BigBench-Hard (BBH): 27 Challenging Reasoning Tasks Beyond Human Baseline

Math & Reasoning

BigBench-Hard

Property Value
Benchmark ID bigbench-hard
Dataset lukaemon/bbh
Tasks 27 challenging subtasks (varying number of examples per subtask)
Evaluation Exact match on last line of solution (case-insensitive)
Output Type Text answer (exact match)
Timeout 60-180s

Quick Start

mcpbr run -c config.yaml --benchmark bigbench-hard -n 20

Overview

BigBench-Hard (BBH) is a curated collection of 27 tasks from the BIG-Bench collaborative benchmark. These tasks were specifically selected because prior language model evaluations (including PaLM 540B) fell below average human-rater performance. BBH tasks span a diverse range of reasoning capabilities including logical deduction, temporal reasoning, boolean logic, causal judgment, natural language understanding, and algorithmic thinking.

BBH is widely used to evaluate whether language models can perform complex multi-step reasoning when given appropriate prompting strategies such as chain-of-thought. The tasks are designed to be challenging for models but solvable by humans with careful thinking.
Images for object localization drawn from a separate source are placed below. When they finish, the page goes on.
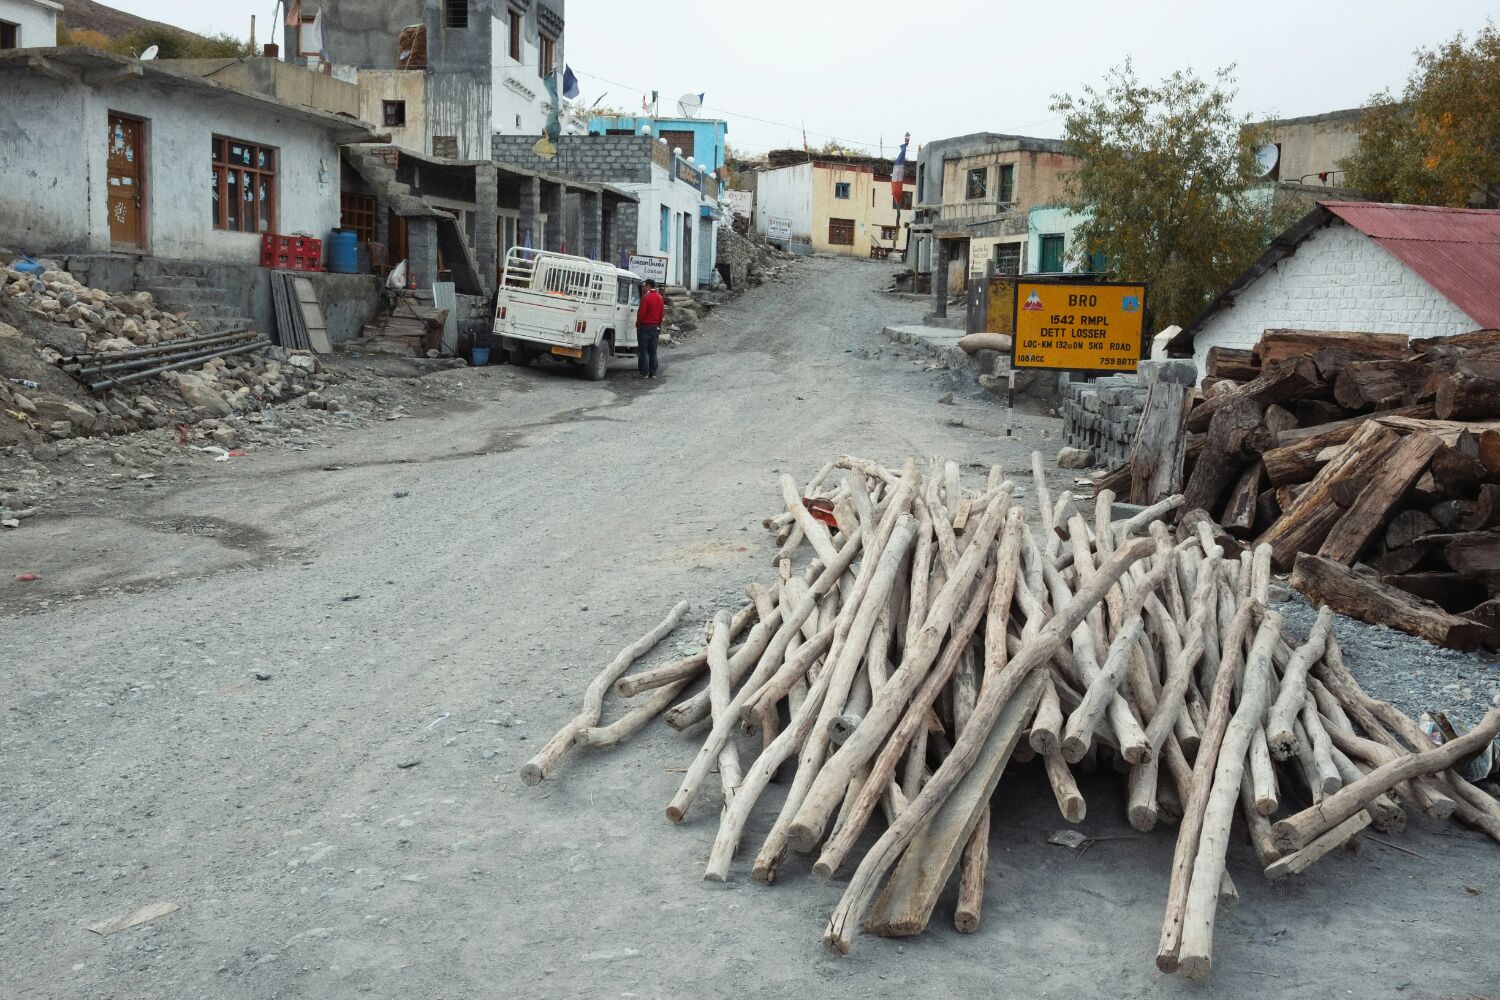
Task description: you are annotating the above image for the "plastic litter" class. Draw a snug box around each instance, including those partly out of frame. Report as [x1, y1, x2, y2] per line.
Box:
[14, 573, 41, 582]
[9, 378, 40, 390]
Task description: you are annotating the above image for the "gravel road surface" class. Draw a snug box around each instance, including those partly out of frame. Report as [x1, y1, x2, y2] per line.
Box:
[3, 256, 1496, 999]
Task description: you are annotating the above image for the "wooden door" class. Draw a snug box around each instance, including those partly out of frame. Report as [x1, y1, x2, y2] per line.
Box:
[107, 114, 145, 248]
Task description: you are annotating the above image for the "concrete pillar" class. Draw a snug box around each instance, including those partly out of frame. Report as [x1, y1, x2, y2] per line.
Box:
[520, 175, 541, 251]
[474, 164, 499, 292]
[407, 216, 440, 289]
[933, 237, 949, 318]
[610, 202, 638, 268]
[539, 182, 565, 252]
[582, 191, 603, 260]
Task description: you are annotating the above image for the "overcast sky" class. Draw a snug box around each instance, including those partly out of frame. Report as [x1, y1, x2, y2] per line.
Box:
[103, 0, 1496, 155]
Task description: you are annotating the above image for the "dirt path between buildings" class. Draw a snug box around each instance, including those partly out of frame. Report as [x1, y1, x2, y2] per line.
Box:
[3, 256, 1496, 1000]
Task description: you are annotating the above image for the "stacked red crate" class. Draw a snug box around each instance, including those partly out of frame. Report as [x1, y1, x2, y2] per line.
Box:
[260, 233, 325, 272]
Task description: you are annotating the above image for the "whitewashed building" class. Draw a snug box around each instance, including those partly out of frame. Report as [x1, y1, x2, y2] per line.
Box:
[0, 47, 374, 264]
[1171, 202, 1500, 380]
[0, 0, 59, 50]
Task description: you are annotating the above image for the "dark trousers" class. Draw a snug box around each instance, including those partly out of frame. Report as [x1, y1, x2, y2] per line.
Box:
[637, 326, 660, 375]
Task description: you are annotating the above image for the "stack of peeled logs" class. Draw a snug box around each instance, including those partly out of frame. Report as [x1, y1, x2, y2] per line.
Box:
[522, 453, 1500, 979]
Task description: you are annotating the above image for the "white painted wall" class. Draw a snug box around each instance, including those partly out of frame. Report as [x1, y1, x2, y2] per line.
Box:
[0, 74, 343, 265]
[1190, 221, 1482, 378]
[489, 13, 553, 138]
[611, 163, 715, 289]
[0, 0, 59, 47]
[753, 163, 814, 243]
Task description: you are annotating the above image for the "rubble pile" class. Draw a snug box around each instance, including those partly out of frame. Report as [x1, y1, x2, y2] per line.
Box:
[1100, 328, 1500, 650]
[0, 263, 321, 447]
[520, 452, 1500, 977]
[715, 224, 796, 293]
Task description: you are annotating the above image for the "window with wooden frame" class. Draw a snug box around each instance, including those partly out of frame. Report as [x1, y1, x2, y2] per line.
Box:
[539, 33, 555, 78]
[965, 166, 988, 200]
[383, 100, 406, 126]
[880, 225, 898, 241]
[997, 163, 1015, 204]
[828, 218, 855, 246]
[445, 0, 469, 29]
[212, 136, 276, 234]
[508, 10, 523, 60]
[1, 21, 19, 49]
[341, 193, 377, 245]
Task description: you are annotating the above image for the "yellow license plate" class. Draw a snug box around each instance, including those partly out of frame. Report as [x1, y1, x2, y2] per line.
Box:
[550, 346, 584, 359]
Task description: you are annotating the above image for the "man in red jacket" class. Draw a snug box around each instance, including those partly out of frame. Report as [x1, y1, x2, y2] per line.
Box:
[636, 279, 665, 379]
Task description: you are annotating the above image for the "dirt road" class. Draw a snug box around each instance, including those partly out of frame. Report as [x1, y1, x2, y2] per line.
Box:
[3, 257, 1496, 999]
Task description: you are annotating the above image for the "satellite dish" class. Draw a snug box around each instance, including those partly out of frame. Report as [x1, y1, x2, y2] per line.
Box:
[1254, 143, 1280, 179]
[676, 93, 703, 119]
[139, 44, 160, 60]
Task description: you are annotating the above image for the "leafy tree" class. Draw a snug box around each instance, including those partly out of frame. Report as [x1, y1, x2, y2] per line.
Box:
[1342, 24, 1500, 208]
[1051, 62, 1304, 328]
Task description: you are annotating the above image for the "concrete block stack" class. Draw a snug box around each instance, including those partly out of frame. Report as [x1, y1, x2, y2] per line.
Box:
[1062, 374, 1146, 470]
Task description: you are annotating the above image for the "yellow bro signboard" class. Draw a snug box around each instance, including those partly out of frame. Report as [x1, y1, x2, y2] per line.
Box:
[1011, 280, 1148, 373]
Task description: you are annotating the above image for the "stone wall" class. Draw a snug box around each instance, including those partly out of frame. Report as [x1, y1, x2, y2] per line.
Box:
[491, 135, 655, 185]
[1062, 360, 1197, 470]
[1062, 375, 1143, 470]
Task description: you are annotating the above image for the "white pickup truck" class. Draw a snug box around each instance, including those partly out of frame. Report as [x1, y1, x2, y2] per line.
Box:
[493, 248, 642, 380]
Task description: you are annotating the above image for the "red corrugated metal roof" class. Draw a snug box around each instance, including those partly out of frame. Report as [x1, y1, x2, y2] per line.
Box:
[1323, 201, 1500, 328]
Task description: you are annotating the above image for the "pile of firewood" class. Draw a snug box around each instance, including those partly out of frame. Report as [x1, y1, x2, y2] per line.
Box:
[521, 454, 1500, 978]
[1102, 328, 1500, 650]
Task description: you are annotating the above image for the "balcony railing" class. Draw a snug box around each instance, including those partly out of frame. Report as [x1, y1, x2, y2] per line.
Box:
[935, 198, 1016, 222]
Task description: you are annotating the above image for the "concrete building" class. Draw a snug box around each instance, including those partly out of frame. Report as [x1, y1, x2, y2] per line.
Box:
[0, 47, 375, 264]
[1170, 202, 1500, 380]
[286, 0, 565, 160]
[1254, 107, 1369, 193]
[908, 132, 1085, 315]
[588, 114, 729, 176]
[0, 0, 58, 48]
[162, 55, 363, 118]
[751, 154, 910, 258]
[492, 133, 720, 290]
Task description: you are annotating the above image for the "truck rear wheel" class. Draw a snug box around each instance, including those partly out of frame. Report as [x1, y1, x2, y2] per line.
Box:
[582, 341, 609, 381]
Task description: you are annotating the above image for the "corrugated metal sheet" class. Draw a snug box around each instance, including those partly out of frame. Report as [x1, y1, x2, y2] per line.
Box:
[1324, 202, 1500, 329]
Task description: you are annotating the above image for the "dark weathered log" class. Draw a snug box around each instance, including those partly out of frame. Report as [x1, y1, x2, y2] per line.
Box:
[1476, 429, 1500, 477]
[1093, 462, 1132, 497]
[1291, 553, 1493, 650]
[1254, 329, 1409, 368]
[1463, 597, 1500, 632]
[1259, 422, 1406, 571]
[1444, 532, 1500, 589]
[1319, 432, 1443, 565]
[1435, 371, 1500, 420]
[1295, 398, 1353, 427]
[1410, 328, 1500, 353]
[1370, 544, 1427, 575]
[1130, 379, 1193, 505]
[1430, 446, 1488, 496]
[1274, 405, 1433, 450]
[1186, 356, 1325, 435]
[1255, 489, 1282, 533]
[1430, 499, 1478, 531]
[1380, 512, 1440, 551]
[1460, 484, 1500, 531]
[1263, 404, 1300, 437]
[1329, 476, 1373, 509]
[1221, 463, 1263, 538]
[1380, 573, 1488, 613]
[1179, 400, 1262, 518]
[1333, 359, 1433, 411]
[1205, 346, 1260, 381]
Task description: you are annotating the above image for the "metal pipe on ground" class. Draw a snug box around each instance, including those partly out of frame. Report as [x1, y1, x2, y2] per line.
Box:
[75, 334, 262, 376]
[88, 339, 270, 391]
[60, 329, 256, 366]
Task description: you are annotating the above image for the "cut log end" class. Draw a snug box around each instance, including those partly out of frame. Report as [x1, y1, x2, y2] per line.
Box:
[1177, 954, 1213, 982]
[519, 762, 546, 786]
[954, 909, 981, 935]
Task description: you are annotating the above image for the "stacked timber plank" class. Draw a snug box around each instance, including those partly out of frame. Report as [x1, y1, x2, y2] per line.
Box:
[1101, 328, 1500, 650]
[522, 453, 1500, 978]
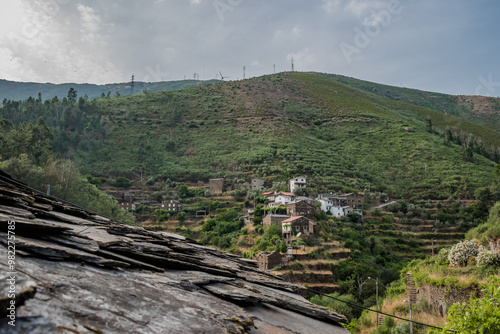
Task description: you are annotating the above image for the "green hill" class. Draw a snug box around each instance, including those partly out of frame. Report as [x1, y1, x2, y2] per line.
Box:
[1, 72, 500, 199]
[316, 73, 500, 132]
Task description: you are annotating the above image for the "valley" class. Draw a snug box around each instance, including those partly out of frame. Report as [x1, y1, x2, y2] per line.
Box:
[1, 72, 499, 333]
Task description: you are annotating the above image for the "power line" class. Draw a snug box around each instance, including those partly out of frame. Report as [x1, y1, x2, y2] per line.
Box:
[304, 286, 456, 333]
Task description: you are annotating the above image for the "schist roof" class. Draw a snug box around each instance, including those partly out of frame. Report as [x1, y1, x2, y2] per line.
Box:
[0, 171, 348, 334]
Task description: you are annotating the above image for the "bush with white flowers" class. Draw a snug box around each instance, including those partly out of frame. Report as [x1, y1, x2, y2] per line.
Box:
[448, 240, 478, 267]
[476, 249, 500, 268]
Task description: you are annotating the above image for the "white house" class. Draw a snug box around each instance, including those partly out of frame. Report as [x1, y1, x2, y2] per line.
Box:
[289, 176, 306, 193]
[274, 192, 295, 205]
[317, 197, 334, 213]
[331, 206, 363, 218]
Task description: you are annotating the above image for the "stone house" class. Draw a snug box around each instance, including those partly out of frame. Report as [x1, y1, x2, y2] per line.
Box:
[251, 178, 265, 190]
[122, 193, 135, 203]
[263, 214, 290, 230]
[289, 176, 306, 193]
[286, 200, 316, 221]
[209, 178, 224, 194]
[256, 251, 282, 271]
[281, 216, 319, 238]
[331, 193, 365, 209]
[120, 202, 134, 210]
[162, 199, 182, 212]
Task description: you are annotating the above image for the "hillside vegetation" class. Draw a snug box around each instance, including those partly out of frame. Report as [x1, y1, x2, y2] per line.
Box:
[1, 72, 500, 199]
[2, 72, 500, 333]
[319, 73, 500, 133]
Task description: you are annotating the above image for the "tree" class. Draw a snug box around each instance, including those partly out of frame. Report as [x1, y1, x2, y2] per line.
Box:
[429, 277, 500, 334]
[30, 117, 54, 165]
[263, 223, 283, 244]
[425, 117, 432, 133]
[114, 177, 131, 188]
[67, 88, 78, 103]
[344, 212, 362, 224]
[177, 211, 187, 224]
[294, 187, 309, 197]
[178, 184, 189, 198]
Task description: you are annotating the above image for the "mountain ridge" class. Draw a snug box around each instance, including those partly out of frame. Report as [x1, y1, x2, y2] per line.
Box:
[1, 72, 499, 199]
[0, 78, 222, 101]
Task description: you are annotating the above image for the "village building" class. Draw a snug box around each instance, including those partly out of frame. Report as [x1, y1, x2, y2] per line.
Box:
[331, 206, 363, 218]
[120, 202, 134, 210]
[122, 192, 135, 203]
[251, 178, 265, 190]
[265, 192, 295, 208]
[295, 196, 316, 205]
[209, 178, 224, 194]
[289, 176, 307, 193]
[331, 193, 365, 209]
[286, 200, 316, 221]
[281, 216, 319, 238]
[274, 192, 295, 205]
[256, 251, 282, 271]
[263, 214, 291, 230]
[316, 194, 334, 213]
[242, 215, 254, 224]
[262, 191, 277, 202]
[162, 199, 182, 212]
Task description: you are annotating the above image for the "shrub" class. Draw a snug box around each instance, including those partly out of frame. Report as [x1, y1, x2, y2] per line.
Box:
[476, 249, 500, 268]
[435, 248, 450, 266]
[113, 176, 131, 188]
[448, 240, 478, 267]
[382, 215, 393, 223]
[391, 322, 411, 334]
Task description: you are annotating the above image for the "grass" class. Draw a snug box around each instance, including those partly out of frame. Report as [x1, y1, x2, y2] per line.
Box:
[4, 72, 500, 200]
[409, 258, 498, 288]
[316, 72, 500, 133]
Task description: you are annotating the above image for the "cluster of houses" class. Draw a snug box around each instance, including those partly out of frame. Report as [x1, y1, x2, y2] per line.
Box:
[247, 176, 370, 244]
[254, 176, 381, 271]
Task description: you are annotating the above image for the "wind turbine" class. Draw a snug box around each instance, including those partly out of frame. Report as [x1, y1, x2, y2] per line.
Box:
[219, 71, 230, 80]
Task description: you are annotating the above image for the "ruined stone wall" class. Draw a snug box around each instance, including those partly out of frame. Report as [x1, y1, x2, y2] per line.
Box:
[416, 283, 481, 317]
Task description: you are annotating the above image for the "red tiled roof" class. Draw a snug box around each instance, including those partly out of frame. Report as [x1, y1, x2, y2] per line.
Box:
[279, 192, 295, 197]
[282, 216, 303, 223]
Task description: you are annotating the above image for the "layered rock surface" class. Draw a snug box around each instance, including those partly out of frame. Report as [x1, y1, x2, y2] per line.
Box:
[0, 171, 348, 334]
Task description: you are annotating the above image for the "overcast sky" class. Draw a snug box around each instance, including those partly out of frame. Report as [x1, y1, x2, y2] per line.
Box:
[0, 0, 499, 95]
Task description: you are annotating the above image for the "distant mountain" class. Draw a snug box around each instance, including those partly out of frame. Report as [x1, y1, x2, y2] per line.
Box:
[1, 72, 499, 199]
[0, 78, 222, 102]
[317, 73, 500, 132]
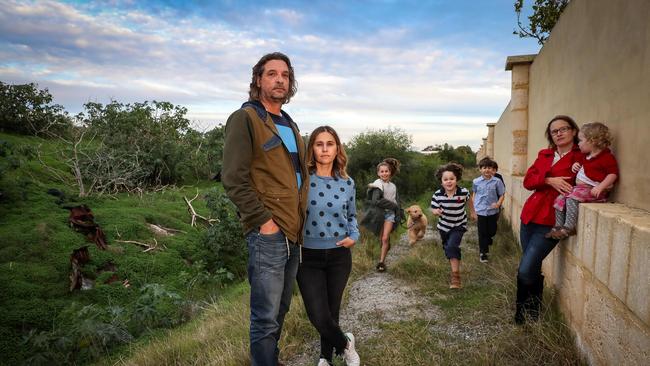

In mcpbr, BigBench-Hard evaluates how effectively an MCP server assists the language model in reasoning tasks that require careful step-by-step thinking and precise answers.

Task Structure

Each BBH task contains the following fields:

Field Description
input The task prompt with the question or problem to solve
target The expected answer (ground truth)
subtask The name of the BBH subtask category

All 27 subtasks:

Subtask Description
boolean_expressions Evaluate nested boolean expressions
causal_judgement Determine causal relationships in scenarios
date_understanding Reason about dates and temporal relationships
disambiguation_qa Resolve ambiguous pronoun references
dyck_languages Complete sequences of balanced parentheses
formal_fallacies Identify logical fallacies in arguments
geometric_shapes Reason about geometric shapes from SVG paths
hyperbaton Identify correct adjective ordering in English
logical_deduction_five_objects Deduce orderings from clues (5 objects)
logical_deduction_seven_objects Deduce orderings from clues (7 objects)
logical_deduction_three_objects Deduce orderings from clues (3 objects)
movie_recommendation Recommend movies based on preferences
multistep_arithmetic_two Solve multi-step arithmetic expressions
navigate Determine final position after navigation instructions
object_counting Count objects described in text
penguins_in_a_table Answer questions about tabular penguin data
reasoning_about_colored_objects Reason about object colors and positions
ruin_names Identify humorous edits to artist/movie names
salient_translation_error_detection Find errors in translations
snarks Identify sarcastic statements
sports_understanding Reason about plausibility of sports statements
temporal_sequences Reason about temporal ordering of events
tracking_shuffled_objects_five_objects Track object positions through shuffles (5)
tracking_shuffled_objects_seven_objects Track object positions through shuffles (7)
tracking_shuffled_objects_three_objects Track object positions through shuffles (3)
web_of_lies Determine truth values through chains of assertions
word_sorting Sort words alphabetically

Instance IDs are generated in the format bbh_{subtask}_{index} (e.g., bbh_boolean_expressions_0, bbh_date_understanding_14).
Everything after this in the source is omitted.